In X86CodeGen.cpp, the following code appears in the handler used for
CALL64pcrel32 instructions:

        // Assume undefined functions may be outside the Small codespace.
        bool NeedStub =
          (Is64BitMode &&
              (TM.getCodeModel() == CodeModel::Large ||
               TM.getSubtarget<X86Subtarget>().isTargetDarwin())) ||
          Opcode == X86::TAILJMPd;
        emitGlobalAddress(MO.getGlobal(), X86::reloc_pcrel_word,
                          MO.getOffset(), 0, NeedStub);

This causes every external call to be emitted as a call to a stub
which then jumps to the real function.
I understand, thanks to the helpful folks on #llvm, that calls across
more than 31 bits of address space need to be emitted as a "mov
$ADDRESS, r10; call *r10" pair instead of the simple "call
rip+ADDRESS" used for calls within 31 bits.
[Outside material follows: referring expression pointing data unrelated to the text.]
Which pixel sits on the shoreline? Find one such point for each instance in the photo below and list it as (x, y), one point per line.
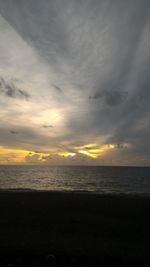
(76, 224)
(80, 192)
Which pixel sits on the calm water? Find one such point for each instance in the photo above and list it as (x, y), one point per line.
(77, 178)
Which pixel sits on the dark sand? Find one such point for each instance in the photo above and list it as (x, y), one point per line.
(78, 228)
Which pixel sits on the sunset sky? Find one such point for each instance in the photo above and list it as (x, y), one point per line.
(75, 82)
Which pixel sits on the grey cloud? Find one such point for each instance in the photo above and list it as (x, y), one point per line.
(9, 89)
(13, 132)
(47, 126)
(111, 98)
(99, 49)
(58, 88)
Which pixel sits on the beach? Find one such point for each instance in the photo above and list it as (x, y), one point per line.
(73, 225)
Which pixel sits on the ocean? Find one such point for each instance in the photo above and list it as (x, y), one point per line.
(96, 179)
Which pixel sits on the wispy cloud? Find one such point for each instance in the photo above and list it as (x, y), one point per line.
(84, 66)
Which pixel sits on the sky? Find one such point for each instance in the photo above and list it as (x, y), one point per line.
(74, 82)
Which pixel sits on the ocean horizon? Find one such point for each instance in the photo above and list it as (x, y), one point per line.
(92, 179)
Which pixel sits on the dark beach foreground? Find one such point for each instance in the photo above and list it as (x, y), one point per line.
(79, 229)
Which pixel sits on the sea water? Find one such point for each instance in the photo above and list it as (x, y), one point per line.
(98, 179)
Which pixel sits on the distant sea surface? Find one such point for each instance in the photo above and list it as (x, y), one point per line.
(103, 180)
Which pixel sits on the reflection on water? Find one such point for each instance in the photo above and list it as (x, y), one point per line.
(77, 178)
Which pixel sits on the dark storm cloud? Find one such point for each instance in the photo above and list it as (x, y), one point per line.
(100, 49)
(9, 89)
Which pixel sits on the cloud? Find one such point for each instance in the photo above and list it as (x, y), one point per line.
(66, 51)
(111, 98)
(9, 89)
(13, 132)
(47, 126)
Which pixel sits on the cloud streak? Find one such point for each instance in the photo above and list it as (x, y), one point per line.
(84, 66)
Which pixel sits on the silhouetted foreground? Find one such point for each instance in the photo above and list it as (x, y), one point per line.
(73, 229)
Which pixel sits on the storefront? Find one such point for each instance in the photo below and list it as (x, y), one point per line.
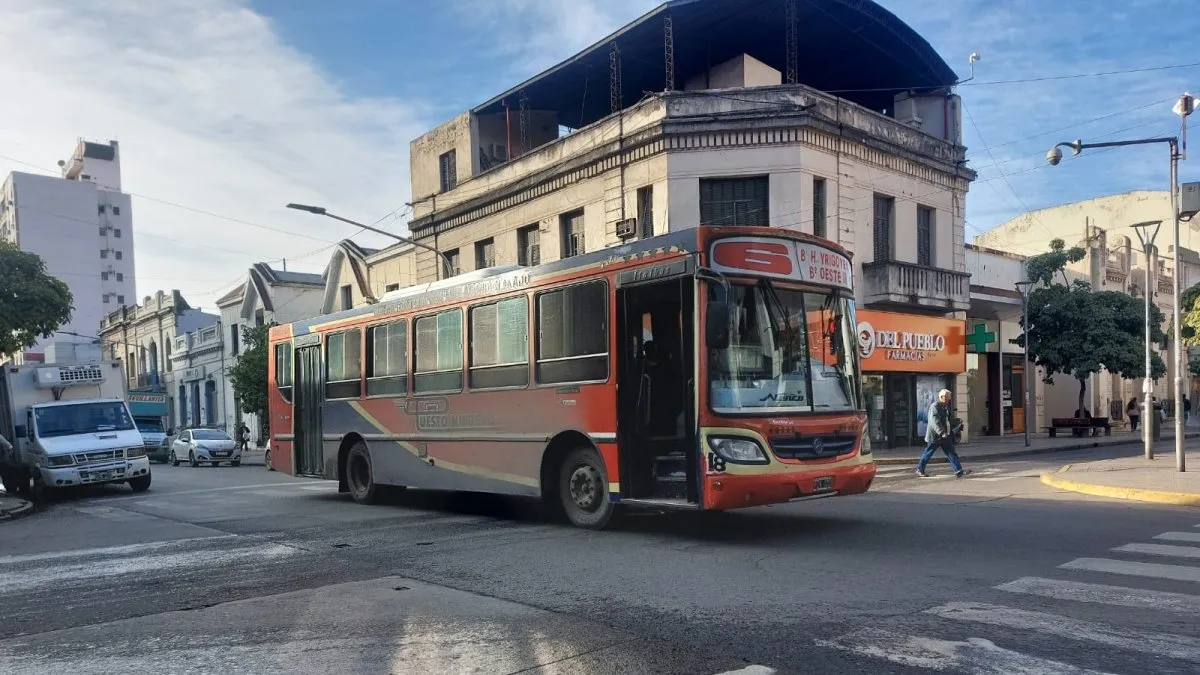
(906, 359)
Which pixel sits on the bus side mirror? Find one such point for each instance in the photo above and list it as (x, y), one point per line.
(717, 326)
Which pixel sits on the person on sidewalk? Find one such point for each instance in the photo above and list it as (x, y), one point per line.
(939, 435)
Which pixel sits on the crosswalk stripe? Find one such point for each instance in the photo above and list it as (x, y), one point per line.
(975, 655)
(111, 550)
(1161, 549)
(1102, 593)
(1194, 537)
(1175, 572)
(1037, 622)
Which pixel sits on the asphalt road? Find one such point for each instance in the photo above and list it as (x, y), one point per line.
(244, 571)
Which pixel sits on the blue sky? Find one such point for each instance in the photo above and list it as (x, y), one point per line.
(227, 109)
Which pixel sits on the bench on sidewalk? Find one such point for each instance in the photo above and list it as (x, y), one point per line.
(1079, 425)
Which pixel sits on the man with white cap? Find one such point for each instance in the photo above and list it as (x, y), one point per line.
(939, 434)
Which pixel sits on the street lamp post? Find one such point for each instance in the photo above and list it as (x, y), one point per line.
(1025, 287)
(448, 269)
(1183, 107)
(1147, 243)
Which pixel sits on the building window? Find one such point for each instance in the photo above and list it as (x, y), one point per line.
(646, 211)
(571, 226)
(885, 209)
(448, 169)
(528, 245)
(735, 201)
(573, 334)
(819, 208)
(485, 254)
(388, 359)
(438, 353)
(499, 345)
(210, 401)
(924, 236)
(343, 364)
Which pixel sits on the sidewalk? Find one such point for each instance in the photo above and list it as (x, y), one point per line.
(12, 506)
(993, 447)
(1133, 478)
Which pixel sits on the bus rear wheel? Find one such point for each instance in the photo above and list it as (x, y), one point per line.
(583, 489)
(360, 475)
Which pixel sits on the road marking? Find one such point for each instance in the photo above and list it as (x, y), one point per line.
(1176, 572)
(1102, 593)
(1194, 537)
(100, 569)
(1037, 622)
(1161, 549)
(109, 550)
(975, 655)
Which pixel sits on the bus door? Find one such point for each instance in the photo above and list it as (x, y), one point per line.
(309, 392)
(655, 416)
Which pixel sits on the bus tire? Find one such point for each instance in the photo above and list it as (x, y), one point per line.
(583, 489)
(360, 475)
(141, 483)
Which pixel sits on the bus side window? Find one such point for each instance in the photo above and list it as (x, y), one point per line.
(573, 334)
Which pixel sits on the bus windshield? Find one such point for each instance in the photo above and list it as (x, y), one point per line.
(82, 418)
(790, 351)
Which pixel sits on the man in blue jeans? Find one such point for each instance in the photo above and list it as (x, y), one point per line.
(940, 435)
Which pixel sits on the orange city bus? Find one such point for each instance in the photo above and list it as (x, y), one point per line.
(576, 380)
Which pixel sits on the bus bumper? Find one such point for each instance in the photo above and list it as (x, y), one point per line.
(729, 491)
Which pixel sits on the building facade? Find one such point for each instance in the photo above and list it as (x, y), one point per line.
(267, 296)
(1114, 261)
(82, 225)
(142, 336)
(550, 169)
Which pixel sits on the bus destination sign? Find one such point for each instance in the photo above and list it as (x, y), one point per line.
(780, 258)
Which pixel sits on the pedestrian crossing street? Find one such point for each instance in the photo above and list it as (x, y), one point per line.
(1007, 637)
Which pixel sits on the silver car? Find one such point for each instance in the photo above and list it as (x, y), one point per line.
(204, 444)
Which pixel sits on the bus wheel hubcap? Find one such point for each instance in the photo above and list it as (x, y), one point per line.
(586, 488)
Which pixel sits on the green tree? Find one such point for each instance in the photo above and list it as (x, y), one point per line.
(1075, 330)
(33, 304)
(249, 374)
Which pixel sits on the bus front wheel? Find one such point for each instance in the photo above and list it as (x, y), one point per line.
(583, 489)
(359, 475)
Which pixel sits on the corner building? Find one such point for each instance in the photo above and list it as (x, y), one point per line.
(723, 113)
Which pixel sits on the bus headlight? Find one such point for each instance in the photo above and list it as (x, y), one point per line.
(738, 451)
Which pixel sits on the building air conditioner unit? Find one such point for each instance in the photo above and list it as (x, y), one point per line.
(69, 376)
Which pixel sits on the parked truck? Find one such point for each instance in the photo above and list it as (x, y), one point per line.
(69, 425)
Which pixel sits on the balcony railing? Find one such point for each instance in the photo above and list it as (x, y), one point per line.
(907, 285)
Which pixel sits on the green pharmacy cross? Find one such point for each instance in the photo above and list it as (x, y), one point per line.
(979, 338)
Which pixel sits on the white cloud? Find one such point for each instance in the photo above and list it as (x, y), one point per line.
(213, 112)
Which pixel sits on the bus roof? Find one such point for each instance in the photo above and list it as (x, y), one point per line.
(501, 279)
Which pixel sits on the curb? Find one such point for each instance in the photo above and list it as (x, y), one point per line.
(25, 507)
(1113, 491)
(1023, 452)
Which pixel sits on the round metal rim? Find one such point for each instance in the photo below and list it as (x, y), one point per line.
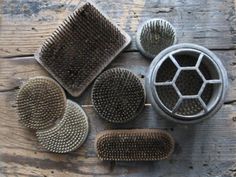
(158, 61)
(138, 34)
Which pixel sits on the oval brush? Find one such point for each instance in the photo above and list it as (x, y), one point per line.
(134, 145)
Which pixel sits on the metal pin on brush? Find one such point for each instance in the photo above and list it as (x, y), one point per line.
(154, 35)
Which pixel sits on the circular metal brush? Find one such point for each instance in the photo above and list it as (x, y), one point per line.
(118, 95)
(40, 102)
(134, 145)
(68, 134)
(187, 83)
(155, 35)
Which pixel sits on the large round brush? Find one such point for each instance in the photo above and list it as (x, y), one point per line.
(134, 145)
(155, 35)
(118, 95)
(68, 134)
(40, 102)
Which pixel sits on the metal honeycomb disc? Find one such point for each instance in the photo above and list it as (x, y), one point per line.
(40, 102)
(81, 47)
(118, 95)
(155, 35)
(187, 83)
(134, 145)
(69, 133)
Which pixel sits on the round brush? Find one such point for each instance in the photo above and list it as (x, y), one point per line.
(155, 35)
(68, 134)
(40, 102)
(118, 95)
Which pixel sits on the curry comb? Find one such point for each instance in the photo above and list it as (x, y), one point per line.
(81, 48)
(134, 145)
(155, 35)
(40, 102)
(68, 134)
(118, 95)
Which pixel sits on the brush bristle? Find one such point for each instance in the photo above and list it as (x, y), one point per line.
(81, 48)
(118, 95)
(134, 145)
(68, 134)
(40, 102)
(154, 36)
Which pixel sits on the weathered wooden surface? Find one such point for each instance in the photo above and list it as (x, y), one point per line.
(206, 149)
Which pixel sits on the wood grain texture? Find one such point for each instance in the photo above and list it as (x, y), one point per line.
(26, 23)
(207, 149)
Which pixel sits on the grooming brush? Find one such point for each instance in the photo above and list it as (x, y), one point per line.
(155, 35)
(81, 48)
(186, 83)
(118, 95)
(134, 145)
(68, 134)
(40, 102)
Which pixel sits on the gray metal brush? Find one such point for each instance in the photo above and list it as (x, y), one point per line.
(118, 95)
(155, 35)
(134, 145)
(40, 102)
(68, 134)
(81, 48)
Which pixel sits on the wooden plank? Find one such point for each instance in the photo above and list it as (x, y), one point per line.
(14, 71)
(207, 149)
(25, 24)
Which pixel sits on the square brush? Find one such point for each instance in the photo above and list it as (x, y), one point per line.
(77, 52)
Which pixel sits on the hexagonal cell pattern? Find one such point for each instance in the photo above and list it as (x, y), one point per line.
(184, 59)
(166, 72)
(189, 107)
(167, 95)
(209, 91)
(189, 82)
(208, 72)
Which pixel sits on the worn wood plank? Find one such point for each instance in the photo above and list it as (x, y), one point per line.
(26, 23)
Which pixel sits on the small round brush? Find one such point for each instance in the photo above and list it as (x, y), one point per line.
(134, 145)
(68, 134)
(155, 35)
(40, 102)
(118, 95)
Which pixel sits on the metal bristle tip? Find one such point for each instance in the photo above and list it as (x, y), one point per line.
(118, 95)
(155, 35)
(68, 134)
(81, 48)
(40, 102)
(134, 145)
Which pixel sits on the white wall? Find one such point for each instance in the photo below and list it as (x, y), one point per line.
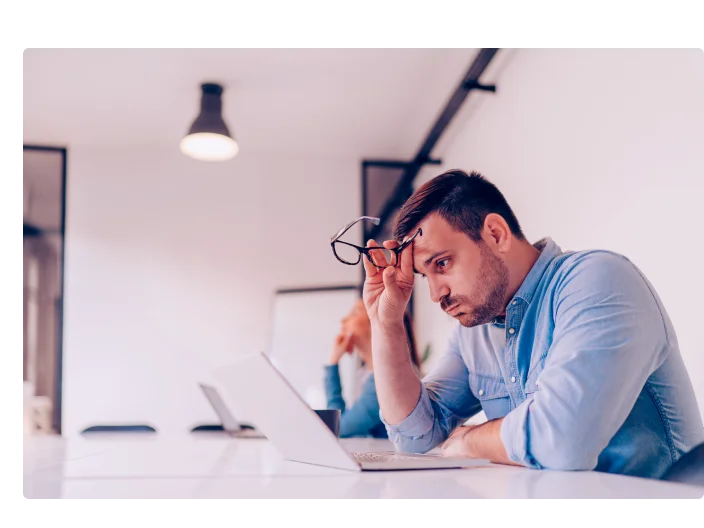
(600, 149)
(171, 267)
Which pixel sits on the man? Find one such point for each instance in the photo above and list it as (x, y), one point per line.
(571, 355)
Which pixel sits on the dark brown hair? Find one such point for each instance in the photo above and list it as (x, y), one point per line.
(462, 200)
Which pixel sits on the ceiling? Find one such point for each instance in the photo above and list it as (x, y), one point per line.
(364, 103)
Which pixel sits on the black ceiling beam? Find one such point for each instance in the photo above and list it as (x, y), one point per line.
(469, 82)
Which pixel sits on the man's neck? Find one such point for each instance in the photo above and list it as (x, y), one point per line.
(521, 263)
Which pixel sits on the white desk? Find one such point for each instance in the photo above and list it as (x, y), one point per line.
(215, 469)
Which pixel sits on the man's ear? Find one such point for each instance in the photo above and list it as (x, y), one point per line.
(496, 233)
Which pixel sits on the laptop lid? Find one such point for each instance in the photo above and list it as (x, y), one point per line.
(281, 414)
(229, 423)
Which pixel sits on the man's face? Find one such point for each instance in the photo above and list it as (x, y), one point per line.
(467, 279)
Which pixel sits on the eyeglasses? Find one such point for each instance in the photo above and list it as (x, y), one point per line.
(351, 254)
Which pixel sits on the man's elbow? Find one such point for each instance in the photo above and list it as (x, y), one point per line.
(566, 458)
(420, 444)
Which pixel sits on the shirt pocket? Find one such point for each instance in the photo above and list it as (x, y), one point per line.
(492, 395)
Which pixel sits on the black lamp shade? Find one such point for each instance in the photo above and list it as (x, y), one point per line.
(209, 138)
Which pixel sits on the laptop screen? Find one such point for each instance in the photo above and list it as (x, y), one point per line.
(228, 421)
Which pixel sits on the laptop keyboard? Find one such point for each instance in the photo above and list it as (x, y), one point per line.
(386, 457)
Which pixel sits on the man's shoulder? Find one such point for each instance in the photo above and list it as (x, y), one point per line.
(591, 264)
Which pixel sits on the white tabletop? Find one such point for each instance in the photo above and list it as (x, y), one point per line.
(214, 468)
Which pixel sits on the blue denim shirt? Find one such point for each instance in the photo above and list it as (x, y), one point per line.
(360, 419)
(585, 370)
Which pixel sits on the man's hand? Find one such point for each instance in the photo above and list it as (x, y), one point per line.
(478, 441)
(457, 445)
(387, 291)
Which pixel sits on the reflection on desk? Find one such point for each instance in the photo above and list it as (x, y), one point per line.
(215, 469)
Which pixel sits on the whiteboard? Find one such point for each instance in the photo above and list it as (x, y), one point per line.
(305, 323)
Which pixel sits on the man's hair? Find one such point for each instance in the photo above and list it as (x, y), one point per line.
(462, 200)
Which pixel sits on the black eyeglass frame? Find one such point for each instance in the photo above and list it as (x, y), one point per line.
(335, 239)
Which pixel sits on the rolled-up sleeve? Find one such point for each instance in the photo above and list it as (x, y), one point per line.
(609, 337)
(445, 401)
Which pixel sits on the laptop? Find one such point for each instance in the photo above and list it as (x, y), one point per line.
(299, 434)
(230, 425)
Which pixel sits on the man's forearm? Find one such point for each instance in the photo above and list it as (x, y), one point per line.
(397, 384)
(484, 441)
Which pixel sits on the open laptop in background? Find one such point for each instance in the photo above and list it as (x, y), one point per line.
(228, 421)
(297, 431)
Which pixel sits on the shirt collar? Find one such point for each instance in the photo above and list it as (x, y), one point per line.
(548, 251)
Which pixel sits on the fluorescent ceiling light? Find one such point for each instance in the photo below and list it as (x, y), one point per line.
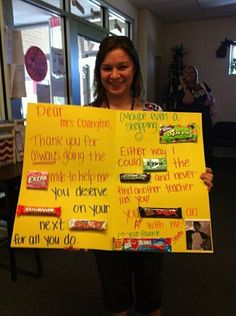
(215, 3)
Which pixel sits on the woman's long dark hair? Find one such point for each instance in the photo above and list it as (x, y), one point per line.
(107, 45)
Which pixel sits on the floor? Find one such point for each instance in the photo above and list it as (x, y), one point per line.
(194, 284)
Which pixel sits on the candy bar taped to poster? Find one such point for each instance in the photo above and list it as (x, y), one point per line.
(114, 180)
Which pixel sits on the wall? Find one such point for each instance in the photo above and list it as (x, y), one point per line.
(151, 43)
(201, 40)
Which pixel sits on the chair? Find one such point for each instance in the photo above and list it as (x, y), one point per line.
(7, 214)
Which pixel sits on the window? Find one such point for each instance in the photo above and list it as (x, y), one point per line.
(89, 10)
(118, 24)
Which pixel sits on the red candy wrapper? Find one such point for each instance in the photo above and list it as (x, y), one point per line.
(83, 224)
(144, 244)
(38, 210)
(37, 180)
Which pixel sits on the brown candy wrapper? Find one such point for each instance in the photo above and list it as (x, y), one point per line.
(82, 224)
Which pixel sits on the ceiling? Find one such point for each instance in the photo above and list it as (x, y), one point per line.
(176, 11)
(169, 11)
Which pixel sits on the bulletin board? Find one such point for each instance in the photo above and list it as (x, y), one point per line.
(114, 180)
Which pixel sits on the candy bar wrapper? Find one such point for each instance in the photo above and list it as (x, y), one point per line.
(134, 177)
(37, 180)
(178, 134)
(83, 224)
(154, 164)
(145, 244)
(38, 210)
(160, 212)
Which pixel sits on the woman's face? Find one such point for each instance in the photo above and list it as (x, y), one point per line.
(117, 72)
(189, 75)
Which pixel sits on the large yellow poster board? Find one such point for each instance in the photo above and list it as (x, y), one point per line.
(116, 180)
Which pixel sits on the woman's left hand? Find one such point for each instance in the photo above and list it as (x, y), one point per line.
(207, 178)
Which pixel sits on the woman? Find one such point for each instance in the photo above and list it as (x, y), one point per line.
(118, 86)
(195, 96)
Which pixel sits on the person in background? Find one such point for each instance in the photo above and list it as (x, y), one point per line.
(197, 239)
(195, 96)
(129, 280)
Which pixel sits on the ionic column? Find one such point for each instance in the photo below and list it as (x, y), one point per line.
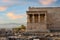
(33, 18)
(39, 18)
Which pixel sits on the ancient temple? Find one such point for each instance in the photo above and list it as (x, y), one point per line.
(43, 18)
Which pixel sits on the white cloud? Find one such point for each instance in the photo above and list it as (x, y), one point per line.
(13, 16)
(2, 8)
(47, 2)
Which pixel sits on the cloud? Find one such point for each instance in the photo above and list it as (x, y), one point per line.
(2, 8)
(47, 2)
(13, 16)
(5, 0)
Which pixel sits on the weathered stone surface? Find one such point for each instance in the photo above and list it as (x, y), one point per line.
(52, 18)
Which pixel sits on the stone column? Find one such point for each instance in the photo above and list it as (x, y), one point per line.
(39, 18)
(33, 18)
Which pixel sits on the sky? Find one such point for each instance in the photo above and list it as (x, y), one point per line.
(14, 11)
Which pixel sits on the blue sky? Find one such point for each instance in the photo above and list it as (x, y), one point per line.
(14, 11)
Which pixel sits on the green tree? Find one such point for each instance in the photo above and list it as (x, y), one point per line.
(23, 27)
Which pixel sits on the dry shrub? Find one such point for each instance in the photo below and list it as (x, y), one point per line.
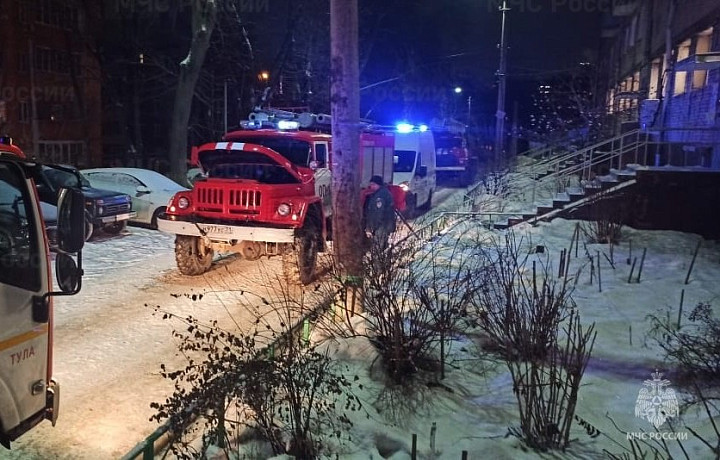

But why isn't the mov+call
pair emitted inline? And why are Darwin and TAILJMPs special?

Having this out of line seems to lose up to 2% performance on the
Unladen Swallow benchmarks, so, while it's not urgent, it'd be nice to
figure out how to avoid the stubs.

What kind of patch would be welcome to fix this?

Thanks,
Jeffrey